Шириков отрывает от утки здоровенную темно-коричневую ногу и аккуратно переносит ее на тарелку Лапина.
– Поешь… Я иногда думаю, Юра… Ты же знаешь, я в душу не лезу, но иногда я думаю о тебе.
Лапин улыбается. И оба они приятно чокаются и приятно выпивают. К ним подсаживается бывший прокурор:
– Пить не забываем?
– Нет, нет. Стараемся.
– Так что же это была за публикация о злоупотреблениях?
Шириков оживляется:
– А-а. Это действительно любопытно. Дело в том…

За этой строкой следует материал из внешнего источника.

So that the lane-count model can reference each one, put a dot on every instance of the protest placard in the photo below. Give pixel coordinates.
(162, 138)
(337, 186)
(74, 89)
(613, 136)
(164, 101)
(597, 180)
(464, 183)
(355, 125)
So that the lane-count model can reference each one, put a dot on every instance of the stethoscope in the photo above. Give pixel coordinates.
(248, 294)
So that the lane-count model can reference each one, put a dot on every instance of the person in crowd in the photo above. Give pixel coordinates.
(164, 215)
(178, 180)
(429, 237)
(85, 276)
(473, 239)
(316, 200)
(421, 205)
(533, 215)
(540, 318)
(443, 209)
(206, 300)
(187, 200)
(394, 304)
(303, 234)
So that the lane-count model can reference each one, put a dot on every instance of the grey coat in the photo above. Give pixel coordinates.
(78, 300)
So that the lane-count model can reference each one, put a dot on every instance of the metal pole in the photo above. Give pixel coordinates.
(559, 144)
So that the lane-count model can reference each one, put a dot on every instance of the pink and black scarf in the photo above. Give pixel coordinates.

Шириков рассказывает. Лапин слушает и смотрит в дверь наискосок, где Ниночка. Там же телевизор. Телевизор сияет и расплывается от праздника и счастья. Показывают народ. Вот высмотрелся однорукий немец. Немец помогает русской старушке на завалинке – полная идиллия – раскалывать камушком грецкие орехи. Старушка улыбается. У нее в войну погибли три сына, сообщает комментатор. И музыка: песнь моя, лети с моль-бо-о-о-ою… Шуберт идет полной силой, и Ниночка делает звук телевизора потише. И колются грецкие орехи крупным планом. Мозг старушки, ссохшийся от горя, тоже, наверное, похож на ядро грецкого ореха, ну какого-нибудь плохонького орешка. Лапин ловит себя на тяжелом и несправедливом чувстве и поскорее отворачивается.